Reputation: 924
I have 2 EJB 3 Entity Beans:
@Entity
public class Organisation
{
@Id
@Column(length = 64)
private String guid;
private String name;
@ManyToOne(fetch = FetchType.LAZY, cascade = CascadeType.REMOVE)
@JoinColumn(name = "home_unit_fk", nullable = true)
private Unit homeUnit;
}
@Entity
public class Unit
{
@Id
@Column(length = 64)
private String guid;
private String name;
@ManyToOne(fetch = FetchType.LAZY)
@JoinColumn(name = "organisation_fk", nullable = false)
private Organisation organisation;
@ManyToOne(fetch = FetchType.LAZY)
@JoinColumn(name = "parent_unit_fk", nullable = true)
private Unit parentUnit;
@OneToMany(mappedBy = "parentUnit", fetch = FetchType.LAZY, cascade = CascadeType.REMOVE)
@OrderBy("shortName")
@OptimisticLock(excluded = true)
private Set<Unit> childUnits;
}
If I do a delete on the Organisation using standard Dao :
public int deleteByGuid(final String guid)
{
final Query query = entityManager.createQuery("delete from " + getPersistentClass().getName() + " where guid = :guid");
query.setParameter("guid", guid);
return query.executeUpdate();
}
But I get the following exception:
com.mysql.jdbc.exceptions.jdbc4.MySQLIntegrityConstraintViolationException: Cannot delete or update a parent row: a foreign key constraint fails (config
.unit
, CONSTRAINT FK27D184F5D4393D
FOREIGN KEY (organisation_fk
) REFERENCES organisation
(guid
))
I don't get it. What am I doing wrong? Shouldn't JPA/Hibernate perform deletes on both the Unit and the Organisation within the same transaction?
Upvotes: 1
Views: 2752
Reputation: 326
A bulk delete query does not load objects into memory and it bypasses any cascade specified on associations.

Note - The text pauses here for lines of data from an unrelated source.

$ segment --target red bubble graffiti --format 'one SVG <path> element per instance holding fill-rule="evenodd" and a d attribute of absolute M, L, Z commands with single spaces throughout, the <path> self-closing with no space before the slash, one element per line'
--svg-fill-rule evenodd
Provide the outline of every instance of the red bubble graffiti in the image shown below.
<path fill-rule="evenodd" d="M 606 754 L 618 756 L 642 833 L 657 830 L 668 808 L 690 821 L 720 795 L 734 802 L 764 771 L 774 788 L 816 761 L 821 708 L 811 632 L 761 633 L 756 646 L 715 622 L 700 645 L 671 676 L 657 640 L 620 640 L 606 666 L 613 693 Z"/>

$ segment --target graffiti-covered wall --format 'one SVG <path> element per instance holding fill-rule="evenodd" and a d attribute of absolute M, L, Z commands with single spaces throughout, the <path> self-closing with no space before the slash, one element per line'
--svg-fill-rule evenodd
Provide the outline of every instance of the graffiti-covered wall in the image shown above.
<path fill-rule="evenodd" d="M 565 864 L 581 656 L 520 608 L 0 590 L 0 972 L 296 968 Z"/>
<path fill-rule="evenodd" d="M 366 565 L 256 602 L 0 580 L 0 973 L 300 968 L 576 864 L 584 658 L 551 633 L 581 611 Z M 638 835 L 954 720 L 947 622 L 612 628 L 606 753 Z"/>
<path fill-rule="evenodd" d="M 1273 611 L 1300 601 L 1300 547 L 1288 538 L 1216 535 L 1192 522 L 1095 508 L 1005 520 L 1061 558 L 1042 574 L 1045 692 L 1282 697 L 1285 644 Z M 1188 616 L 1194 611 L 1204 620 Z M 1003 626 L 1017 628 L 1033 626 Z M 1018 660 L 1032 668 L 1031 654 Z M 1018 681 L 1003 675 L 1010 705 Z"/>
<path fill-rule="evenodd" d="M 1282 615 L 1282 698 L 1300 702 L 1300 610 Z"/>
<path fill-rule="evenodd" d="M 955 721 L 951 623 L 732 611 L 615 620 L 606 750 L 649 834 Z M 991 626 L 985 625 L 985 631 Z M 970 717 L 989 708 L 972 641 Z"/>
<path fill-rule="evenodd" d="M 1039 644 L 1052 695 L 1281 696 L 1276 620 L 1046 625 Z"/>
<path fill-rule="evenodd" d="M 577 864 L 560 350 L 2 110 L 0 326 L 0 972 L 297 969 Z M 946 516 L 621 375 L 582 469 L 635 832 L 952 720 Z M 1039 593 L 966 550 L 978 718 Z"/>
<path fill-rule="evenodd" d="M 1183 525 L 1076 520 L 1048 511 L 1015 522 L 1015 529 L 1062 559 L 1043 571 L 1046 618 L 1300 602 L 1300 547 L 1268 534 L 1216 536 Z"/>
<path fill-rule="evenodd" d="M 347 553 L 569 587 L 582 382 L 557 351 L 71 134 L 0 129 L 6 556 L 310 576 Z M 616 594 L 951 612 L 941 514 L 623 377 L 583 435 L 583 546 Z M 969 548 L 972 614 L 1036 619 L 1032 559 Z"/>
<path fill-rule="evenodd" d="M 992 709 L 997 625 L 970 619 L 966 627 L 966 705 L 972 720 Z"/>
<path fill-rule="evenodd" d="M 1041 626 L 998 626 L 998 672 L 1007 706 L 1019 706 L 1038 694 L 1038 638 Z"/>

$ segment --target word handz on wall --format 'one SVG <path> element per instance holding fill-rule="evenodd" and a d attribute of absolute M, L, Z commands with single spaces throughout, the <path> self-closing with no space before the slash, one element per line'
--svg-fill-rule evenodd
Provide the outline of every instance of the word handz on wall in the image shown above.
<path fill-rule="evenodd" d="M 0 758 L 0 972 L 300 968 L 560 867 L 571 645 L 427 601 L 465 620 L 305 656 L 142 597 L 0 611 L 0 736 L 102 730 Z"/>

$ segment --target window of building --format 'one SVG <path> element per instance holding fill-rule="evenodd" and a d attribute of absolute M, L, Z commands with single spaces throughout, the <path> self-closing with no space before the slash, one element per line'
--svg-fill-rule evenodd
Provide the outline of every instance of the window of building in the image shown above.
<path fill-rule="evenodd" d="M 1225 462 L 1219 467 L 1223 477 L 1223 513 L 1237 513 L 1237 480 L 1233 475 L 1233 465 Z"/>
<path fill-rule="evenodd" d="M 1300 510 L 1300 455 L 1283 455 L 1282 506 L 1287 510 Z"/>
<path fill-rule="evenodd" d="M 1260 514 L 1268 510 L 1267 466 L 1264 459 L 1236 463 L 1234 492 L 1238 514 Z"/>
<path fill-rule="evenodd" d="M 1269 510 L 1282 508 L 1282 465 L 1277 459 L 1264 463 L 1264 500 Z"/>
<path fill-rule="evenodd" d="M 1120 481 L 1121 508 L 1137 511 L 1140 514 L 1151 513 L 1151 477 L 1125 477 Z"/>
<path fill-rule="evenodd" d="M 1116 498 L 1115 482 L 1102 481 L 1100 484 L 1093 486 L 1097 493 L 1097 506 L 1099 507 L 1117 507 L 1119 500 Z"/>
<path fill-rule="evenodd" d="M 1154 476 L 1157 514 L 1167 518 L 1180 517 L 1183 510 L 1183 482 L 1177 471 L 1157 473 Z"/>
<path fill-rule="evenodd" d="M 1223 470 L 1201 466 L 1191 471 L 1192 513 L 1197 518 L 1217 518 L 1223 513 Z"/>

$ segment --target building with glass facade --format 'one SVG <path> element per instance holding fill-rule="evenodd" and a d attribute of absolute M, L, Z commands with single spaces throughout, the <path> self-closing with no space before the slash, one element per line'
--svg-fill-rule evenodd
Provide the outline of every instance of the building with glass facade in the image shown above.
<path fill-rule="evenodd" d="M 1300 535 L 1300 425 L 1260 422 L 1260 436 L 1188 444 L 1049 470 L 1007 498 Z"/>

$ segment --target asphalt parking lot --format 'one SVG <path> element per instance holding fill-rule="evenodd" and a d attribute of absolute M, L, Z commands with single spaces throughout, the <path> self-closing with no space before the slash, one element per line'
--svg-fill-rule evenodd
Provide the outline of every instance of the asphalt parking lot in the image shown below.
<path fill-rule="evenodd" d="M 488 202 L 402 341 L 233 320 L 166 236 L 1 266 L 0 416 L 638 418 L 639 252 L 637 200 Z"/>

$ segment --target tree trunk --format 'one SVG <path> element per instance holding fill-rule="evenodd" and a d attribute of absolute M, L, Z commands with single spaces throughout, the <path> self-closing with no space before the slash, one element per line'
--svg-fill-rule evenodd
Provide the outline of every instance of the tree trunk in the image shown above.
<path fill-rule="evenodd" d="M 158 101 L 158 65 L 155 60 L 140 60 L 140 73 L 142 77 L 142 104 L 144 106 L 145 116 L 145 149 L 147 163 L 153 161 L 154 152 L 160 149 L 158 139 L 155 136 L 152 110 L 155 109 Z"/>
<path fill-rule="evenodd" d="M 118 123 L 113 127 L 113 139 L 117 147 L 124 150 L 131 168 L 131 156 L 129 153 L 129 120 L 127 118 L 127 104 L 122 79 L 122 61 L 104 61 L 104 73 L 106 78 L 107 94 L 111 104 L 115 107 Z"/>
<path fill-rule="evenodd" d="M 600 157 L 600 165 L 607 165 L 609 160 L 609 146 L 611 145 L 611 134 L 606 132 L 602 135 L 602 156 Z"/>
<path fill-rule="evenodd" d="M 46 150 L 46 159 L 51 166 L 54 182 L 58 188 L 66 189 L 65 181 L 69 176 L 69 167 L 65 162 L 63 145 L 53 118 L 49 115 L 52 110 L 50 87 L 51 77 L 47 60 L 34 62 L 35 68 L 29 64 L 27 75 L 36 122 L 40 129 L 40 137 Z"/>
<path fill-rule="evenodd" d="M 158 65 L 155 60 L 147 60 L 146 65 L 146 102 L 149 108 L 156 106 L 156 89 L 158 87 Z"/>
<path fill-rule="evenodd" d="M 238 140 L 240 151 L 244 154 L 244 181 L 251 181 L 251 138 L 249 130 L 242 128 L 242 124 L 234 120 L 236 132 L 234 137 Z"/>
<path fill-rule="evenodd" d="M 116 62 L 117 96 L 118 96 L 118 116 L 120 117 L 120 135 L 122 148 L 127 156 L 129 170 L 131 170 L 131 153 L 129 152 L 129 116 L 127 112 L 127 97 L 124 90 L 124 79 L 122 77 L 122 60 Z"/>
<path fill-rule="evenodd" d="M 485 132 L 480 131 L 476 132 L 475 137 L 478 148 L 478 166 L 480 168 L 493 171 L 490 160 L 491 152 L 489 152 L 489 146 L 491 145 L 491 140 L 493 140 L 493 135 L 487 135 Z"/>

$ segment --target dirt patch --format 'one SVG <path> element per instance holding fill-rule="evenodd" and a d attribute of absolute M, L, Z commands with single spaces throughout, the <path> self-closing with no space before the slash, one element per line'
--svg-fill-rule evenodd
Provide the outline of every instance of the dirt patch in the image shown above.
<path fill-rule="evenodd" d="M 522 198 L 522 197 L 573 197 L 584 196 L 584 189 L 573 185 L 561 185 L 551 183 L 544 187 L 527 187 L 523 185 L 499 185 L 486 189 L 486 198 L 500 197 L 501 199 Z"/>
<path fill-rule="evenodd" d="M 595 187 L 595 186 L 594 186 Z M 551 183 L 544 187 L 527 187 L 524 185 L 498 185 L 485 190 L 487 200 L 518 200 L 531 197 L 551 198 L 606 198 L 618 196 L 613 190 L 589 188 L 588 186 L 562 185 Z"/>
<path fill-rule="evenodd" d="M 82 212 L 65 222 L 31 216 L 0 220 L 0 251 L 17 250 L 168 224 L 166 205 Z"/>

I would code your delete method as:
public int deleteByGuid(final String guid){
Organization org = entityManager.find(Organization.class, guid);
entityManager.remove(org);
}
If you use a Query to do bulk updates, the operation is delegated to the database directly. If you wish to delete child objects, you have to set a DELETE CASCADE trigger at the "database" level.
By loading the object and removing it, Hibernate will trigger the cascade at the "object" level.